Hey my car was just like yours fucked in the quarter panel all the shops back in Cali told me i needed to get a new one and weld it, but fuck i didnt trust that, and i had hella more dentes + holes.....than i went to Mexico (puerto vallarta) got my car dent free from EVERYWHERE......PLUS painted all just for 600 USD......beat that deal homie! LOL.......CORONA OWNS :cheers:


----------



## zellx2004 (Sep 30, 2004)

Loki said:


> Hey my car was just like yours fucked in the quarter panel all the shops back in Cali told me i needed to get a new one and weld it, but fuck i didnt trust that, and i had hella more dentes + holes.....than i went to Mexico (puerto vallarta) got my car dent free from EVERYWHERE......PLUS painted all just for 600 USD......beat that deal homie! LOL.......CORONA OWNS :cheers:


HAhahaha nice one, but for safety issues....I'm still a bit sketchy on that idea. I mean, who knows what else could be wrong with that car. The frame could be twisted, and cracked...


----------



## DriFtIN200sX (May 10, 2005)

zellx2004 said:


> HAhahaha nice one, but for safety issues....I'm still a bit sketchy on that idea. I mean, who knows what else could be wrong with that car. The frame could be twisted, and cracked...

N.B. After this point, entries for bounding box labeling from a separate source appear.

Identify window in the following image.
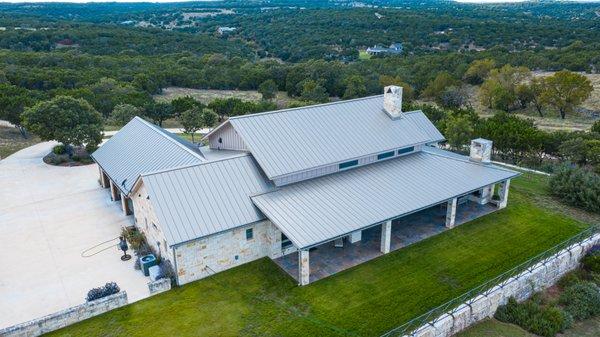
[339,160,358,170]
[377,151,394,160]
[398,146,415,154]
[281,233,292,249]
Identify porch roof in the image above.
[252,149,518,248]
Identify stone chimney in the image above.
[383,85,402,119]
[470,138,492,163]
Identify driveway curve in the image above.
[0,142,149,328]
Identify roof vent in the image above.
[469,138,492,163]
[383,85,402,119]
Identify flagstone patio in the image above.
[274,201,497,283]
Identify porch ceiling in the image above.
[252,150,518,249]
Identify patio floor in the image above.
[273,201,497,282]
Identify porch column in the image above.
[498,179,510,209]
[110,180,121,201]
[298,250,310,286]
[479,184,495,205]
[121,193,131,215]
[446,198,458,228]
[380,220,392,254]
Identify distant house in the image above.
[217,27,237,35]
[92,86,518,285]
[367,43,403,55]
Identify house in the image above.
[367,43,403,55]
[92,86,517,285]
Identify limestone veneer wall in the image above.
[0,291,127,337]
[175,220,294,285]
[131,183,173,262]
[404,234,600,337]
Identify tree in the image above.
[258,80,279,100]
[0,83,33,138]
[463,59,496,84]
[529,77,546,117]
[423,71,460,100]
[145,101,174,127]
[179,107,219,143]
[299,80,329,103]
[344,75,367,99]
[23,96,102,150]
[543,70,594,119]
[179,107,204,143]
[590,120,600,134]
[445,115,474,150]
[171,95,205,115]
[110,103,143,126]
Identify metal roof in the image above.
[92,117,205,194]
[141,154,273,245]
[252,150,518,248]
[229,95,444,179]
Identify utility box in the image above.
[140,254,156,276]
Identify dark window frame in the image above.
[338,159,358,170]
[377,151,396,160]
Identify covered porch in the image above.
[274,197,499,284]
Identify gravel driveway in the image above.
[0,142,149,328]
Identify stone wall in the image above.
[174,221,292,285]
[131,183,173,262]
[0,291,127,337]
[406,234,600,337]
[148,278,171,295]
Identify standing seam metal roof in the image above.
[252,150,517,248]
[92,117,206,194]
[229,95,444,179]
[142,154,274,245]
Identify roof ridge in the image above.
[140,153,251,177]
[227,95,383,121]
[133,116,206,160]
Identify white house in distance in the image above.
[93,86,518,285]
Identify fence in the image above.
[382,225,600,337]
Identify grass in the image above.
[456,319,535,337]
[0,126,40,159]
[51,174,586,336]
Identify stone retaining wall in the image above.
[148,278,171,295]
[405,234,600,337]
[0,291,127,337]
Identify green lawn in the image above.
[456,319,535,337]
[48,175,586,336]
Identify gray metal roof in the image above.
[229,95,444,179]
[252,150,518,248]
[92,117,205,194]
[141,154,273,245]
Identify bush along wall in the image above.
[494,245,600,337]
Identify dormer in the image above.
[383,85,402,119]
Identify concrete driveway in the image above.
[0,142,149,328]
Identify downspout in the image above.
[171,246,180,285]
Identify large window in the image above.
[377,151,395,160]
[340,160,358,170]
[398,146,415,154]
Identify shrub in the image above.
[86,282,121,302]
[52,144,67,154]
[560,281,600,320]
[494,298,573,337]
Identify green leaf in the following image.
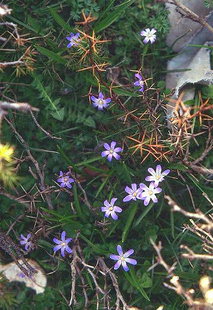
[49,8,74,32]
[35,45,67,65]
[140,272,152,288]
[94,0,134,33]
[122,203,138,242]
[50,107,64,121]
[125,269,150,301]
[134,202,155,227]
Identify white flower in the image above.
[140,183,162,206]
[141,28,156,44]
[145,165,170,187]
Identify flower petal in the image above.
[110,141,117,150]
[53,244,62,252]
[125,258,137,265]
[53,238,61,244]
[117,245,123,256]
[122,260,129,271]
[104,143,110,151]
[109,254,120,260]
[114,260,121,270]
[111,211,118,221]
[124,249,135,257]
[61,231,66,242]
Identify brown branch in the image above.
[165,195,213,229]
[180,245,213,260]
[5,118,53,209]
[173,0,213,33]
[0,101,39,113]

hmm but you could tell if it was or not though right. ive already been driving like a mad man and taking it to abandoned parking lots to see whats up so far nothing bad . i am gonna get rollcages put in please believe that and the z bar from emracing for the back to prevent twist.


----------



## DriFtIN200sX (May 10, 2005)

Loki said:


> Hey my car was just like yours fucked in the quarter panel all the shops back in Cali told me i needed to get a new one and weld it, but fuck i didnt trust that, and i had hella more dentes + holes.....than i went to Mexico (puerto vallarta) got my car dent free from EVERYWHERE......PLUS painted all just for 600 USD......beat that deal homie! LOL.......CORONA OWNS :cheers:


hey it happens down there with that money you can make people belive you turn water into wine. how long did it last though? im not that far from the s.d area. either tjs just a few more blocks >_< :thumbup:


----------



## DriFtIN200sX (May 10, 2005)

well heres an update. my friend does welding on cars and hes doing it for 165.00 i got the door last week $37.00 today im gonna get the quarter panel for 84.00 using the reciprocating saw i got a lowes. yes a rental. so total 286.00 plus 300 for the car = 586 in total i spent on the car ill show pictures of the completed project hopefully i can do it by this weekend. IM STOKED!!!......mmm next up ENGINE SWAP!!!!


----------



## SonsofWisdom (Mar 29, 2004)

awesome...post some pics when the works done...well just the b-pillar...not totally done...I'de like to see the work...I'm sure I'll have to do some body work eventually to my baby


----------



## DriFtIN200sX (May 10, 2005)

*update*

Hey man i cant believe its been so well to update i finally found the quaeter panel about a month ago at a pick a part and well cutting the peice was hard as as i thought. i went with my check to pepboys to purchase the saws all tool fully charged it and got some 22-25 blades and headed from junk to junk. it sucked because it started to rain. rain in car=bad idea. but i think i been a trooper through all of this. i did get another door but it wont close so from the inside i have a bungee cord holding it tight and i have to get out of the passenger side. yeah i know  but i kept my head up and just kept on truckin! well when cutting the peice the battery died after working on taking the seat off and interior of the car and it sucked so i said forget it and i bought a quarter panel peice from a car. 240 you were right! the way i told her how i needed it cut i thought she follow but she did it the same way you described and i basically got half of the car. she charged me 200.00 pretty good deal youll see the pictures of how it looks as well and as far as me cutting it and them weld it is not going to happen because for one its way out of my leaugue and i want to get it done before monday sine its my only way of transportation. so the shop who i talked to said they can do it for 460.00 theyll pick up my car cut off the old peice and put the new panel on. Since then work at my old job got slow and i ended up leaving and family issues came i lost my uncle recently and my grandmother has passed away. But things have turned out for the better and i now have 2 jobs and more than enough to finish the work and get additional products. my mon-fri scedule work from 1am-6am drive 5 miles to my other job from 7-3:30 sleep around 6pm and do it again. Its hard but i think positive and all the times i have to get out of my passenger side or those seeing how my car looks like that keeps me just striving. so after this long speech the car will be done next weekend!!! on saturday morning definately! pictures will be posted from inside shots to the newer quarter panel to the finish looked. after that tuning work will begain as far as a rim and tire upgrade, then my brakes, and the lsd hmm well lsd later no drifting till i finish tuning.


----------



## zellx2004 (Sep 30, 2004)

answer me this, why in the world would they consider that totaled? I've seen worse, and it not be considered totaled. It looks like rust got under the paint. and a few dings. 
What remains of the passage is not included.